I was reading yesterday in Eckhart Tolle’s The Power of Now, that if a word doesn’t serve you, if you recoil at the sound of it and it prevents you from truly experiencing whatever the word represents, change the word.

Change the word. Huh. For a writer, that notion is groundbreaking.

People do it all the time without realizing it. What used to be known simply as bread, a basic food staple that helped people survive, is now known as the evil carb. It’s the same item – flour, water, yeast, salt – but now its connotation is terrible and people look at it as a different entity altogether.

I cherish words as if they are each precious gems. The power of a word to say exactly what you mean or to really not get the point across is incredible. I can recount times when I thought the words I used were clear as a northern Michigan lake in early morning but my husband looked at me blankly and said, “I don’t understand what you’re talking about.”

The power of words to effect change or to keep us mired in the same muck is huge. And to think that if you just changed the words, you’d change the game.

When someone can’t find the words – say, my 6-year-old who, much to my dismay, resists the writing process in 1st grade – is it that they aren’t finetuning the experience or they don’t want to be bound by the barriers of certain defined concepts?

Something to think about.

Once a few years ago, my eldest son said something about swear words and he was shocked at their usage. I uttered every single one in consecutive fashion, watching his jaw draw open and his eyes pop.

“They’re just words,” I told him. “Here’s what they mean.” And I dissected each one, word for meaning, word for meaning.

“The reason you shouldn’t use them very often is that it makes you sound not very smart,” I said. “Not classy.

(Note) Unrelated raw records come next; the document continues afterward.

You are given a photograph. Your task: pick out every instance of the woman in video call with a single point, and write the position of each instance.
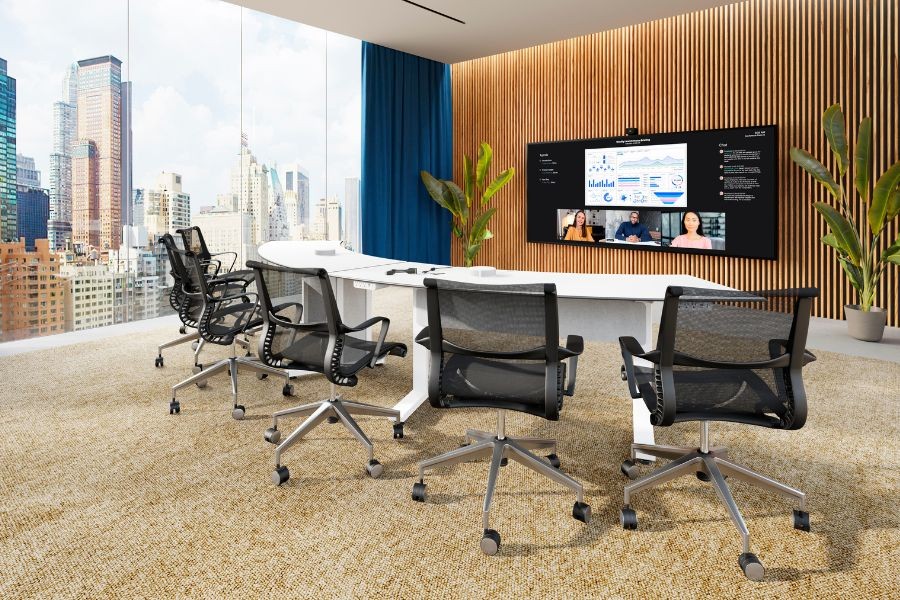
(579, 231)
(693, 236)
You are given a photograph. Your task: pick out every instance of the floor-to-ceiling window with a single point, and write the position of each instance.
(124, 120)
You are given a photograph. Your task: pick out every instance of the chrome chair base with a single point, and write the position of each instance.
(334, 409)
(708, 464)
(499, 448)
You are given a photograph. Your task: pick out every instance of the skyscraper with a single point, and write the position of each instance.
(166, 206)
(59, 227)
(32, 202)
(296, 196)
(97, 204)
(8, 216)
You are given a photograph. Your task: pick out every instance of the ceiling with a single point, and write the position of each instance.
(489, 26)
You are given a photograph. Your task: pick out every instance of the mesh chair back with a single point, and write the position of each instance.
(734, 356)
(495, 346)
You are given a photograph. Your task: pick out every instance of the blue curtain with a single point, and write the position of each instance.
(406, 127)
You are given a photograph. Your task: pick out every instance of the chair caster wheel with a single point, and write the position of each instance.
(490, 542)
(419, 491)
(272, 435)
(374, 469)
(750, 565)
(581, 511)
(801, 520)
(280, 475)
(629, 469)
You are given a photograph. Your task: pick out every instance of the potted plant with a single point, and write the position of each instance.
(857, 244)
(470, 220)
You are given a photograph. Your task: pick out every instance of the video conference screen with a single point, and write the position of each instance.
(702, 192)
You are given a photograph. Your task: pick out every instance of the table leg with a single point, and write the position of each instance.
(421, 359)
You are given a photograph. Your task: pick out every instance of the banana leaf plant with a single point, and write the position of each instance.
(856, 244)
(468, 204)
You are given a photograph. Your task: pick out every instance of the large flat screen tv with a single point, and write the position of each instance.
(701, 192)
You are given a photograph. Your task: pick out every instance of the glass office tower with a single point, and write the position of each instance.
(8, 213)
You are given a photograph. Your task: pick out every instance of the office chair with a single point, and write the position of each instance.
(721, 355)
(307, 333)
(223, 308)
(496, 346)
(193, 241)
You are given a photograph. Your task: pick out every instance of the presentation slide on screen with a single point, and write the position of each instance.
(632, 192)
(653, 175)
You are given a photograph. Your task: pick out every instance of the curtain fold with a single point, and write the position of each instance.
(406, 127)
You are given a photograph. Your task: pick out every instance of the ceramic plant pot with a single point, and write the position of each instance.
(866, 326)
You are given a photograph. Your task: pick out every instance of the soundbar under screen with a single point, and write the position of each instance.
(705, 192)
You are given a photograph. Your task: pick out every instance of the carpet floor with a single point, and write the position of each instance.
(104, 494)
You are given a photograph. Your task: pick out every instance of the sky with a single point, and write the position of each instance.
(201, 70)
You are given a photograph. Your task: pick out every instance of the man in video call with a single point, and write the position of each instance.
(633, 230)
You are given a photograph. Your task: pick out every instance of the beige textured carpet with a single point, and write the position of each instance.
(103, 494)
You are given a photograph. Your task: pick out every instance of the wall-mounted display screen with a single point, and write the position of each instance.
(705, 192)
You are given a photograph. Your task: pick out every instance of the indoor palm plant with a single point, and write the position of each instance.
(468, 207)
(857, 244)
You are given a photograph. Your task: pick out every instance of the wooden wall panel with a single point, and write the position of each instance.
(760, 62)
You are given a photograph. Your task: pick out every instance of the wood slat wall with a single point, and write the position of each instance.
(760, 62)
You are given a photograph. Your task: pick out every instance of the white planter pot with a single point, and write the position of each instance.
(866, 326)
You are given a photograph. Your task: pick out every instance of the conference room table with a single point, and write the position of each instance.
(599, 307)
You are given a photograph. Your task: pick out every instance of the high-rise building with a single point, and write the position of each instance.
(99, 123)
(352, 232)
(278, 222)
(250, 183)
(59, 228)
(8, 217)
(32, 295)
(166, 207)
(296, 196)
(33, 211)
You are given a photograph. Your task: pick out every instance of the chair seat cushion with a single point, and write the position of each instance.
(482, 382)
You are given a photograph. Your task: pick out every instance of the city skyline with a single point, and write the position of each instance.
(189, 101)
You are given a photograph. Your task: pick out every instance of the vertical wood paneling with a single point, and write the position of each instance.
(759, 62)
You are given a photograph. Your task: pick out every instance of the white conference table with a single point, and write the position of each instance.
(599, 307)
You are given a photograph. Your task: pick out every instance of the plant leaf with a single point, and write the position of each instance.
(435, 189)
(830, 240)
(485, 154)
(812, 166)
(480, 225)
(844, 233)
(468, 179)
(833, 124)
(863, 158)
(883, 197)
(853, 273)
(502, 179)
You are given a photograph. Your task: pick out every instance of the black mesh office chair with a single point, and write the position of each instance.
(496, 346)
(177, 297)
(721, 356)
(193, 241)
(307, 333)
(223, 307)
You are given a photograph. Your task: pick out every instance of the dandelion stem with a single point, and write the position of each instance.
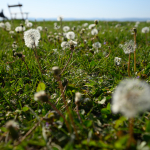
(129, 65)
(135, 31)
(26, 66)
(77, 107)
(64, 100)
(146, 38)
(67, 124)
(131, 137)
(35, 53)
(72, 49)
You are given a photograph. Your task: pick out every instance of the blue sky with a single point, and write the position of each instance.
(81, 8)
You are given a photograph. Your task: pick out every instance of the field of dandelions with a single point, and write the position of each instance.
(78, 85)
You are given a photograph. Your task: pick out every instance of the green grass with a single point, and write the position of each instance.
(93, 75)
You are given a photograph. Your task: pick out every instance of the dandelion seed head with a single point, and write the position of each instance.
(31, 37)
(131, 97)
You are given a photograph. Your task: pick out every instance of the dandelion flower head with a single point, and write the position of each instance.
(131, 97)
(31, 38)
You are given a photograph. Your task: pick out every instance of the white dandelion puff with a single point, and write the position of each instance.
(131, 97)
(31, 38)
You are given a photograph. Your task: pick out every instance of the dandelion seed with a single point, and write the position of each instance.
(31, 38)
(131, 97)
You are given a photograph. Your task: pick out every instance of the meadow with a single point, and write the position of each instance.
(56, 93)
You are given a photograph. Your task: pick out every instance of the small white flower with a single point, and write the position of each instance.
(94, 32)
(66, 28)
(31, 38)
(145, 30)
(131, 97)
(91, 26)
(70, 35)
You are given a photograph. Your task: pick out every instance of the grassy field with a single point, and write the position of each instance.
(55, 121)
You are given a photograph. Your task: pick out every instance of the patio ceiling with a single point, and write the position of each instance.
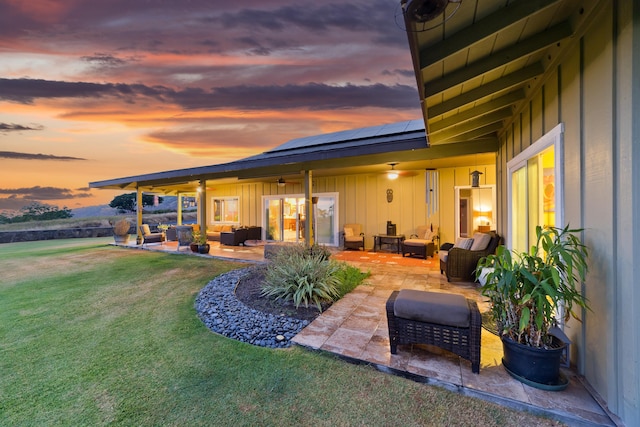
(476, 69)
(367, 150)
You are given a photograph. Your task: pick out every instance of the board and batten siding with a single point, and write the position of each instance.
(594, 90)
(363, 199)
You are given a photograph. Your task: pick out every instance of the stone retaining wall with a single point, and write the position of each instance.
(63, 233)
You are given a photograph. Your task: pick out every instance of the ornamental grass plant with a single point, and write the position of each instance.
(304, 276)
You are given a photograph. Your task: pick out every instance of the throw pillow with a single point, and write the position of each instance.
(463, 243)
(480, 241)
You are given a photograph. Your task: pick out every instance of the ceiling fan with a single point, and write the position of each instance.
(422, 11)
(281, 182)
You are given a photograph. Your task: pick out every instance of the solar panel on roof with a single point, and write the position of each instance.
(351, 134)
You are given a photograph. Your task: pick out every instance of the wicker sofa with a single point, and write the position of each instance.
(213, 231)
(421, 244)
(459, 262)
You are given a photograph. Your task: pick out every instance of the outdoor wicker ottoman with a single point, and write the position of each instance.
(448, 321)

But sometimes, a word like this is the perfect and only word, so you use it.”

Simple and easy, he walked away no longer stunned by the existence of off-limits words and no longer enticed to use them.

It’s that easy. Put the language in perspective and it ceases to be as meaningful or important or powerful as we once thought. After all, there’s always another word we can use if the one at hand doesn’t quite suit us.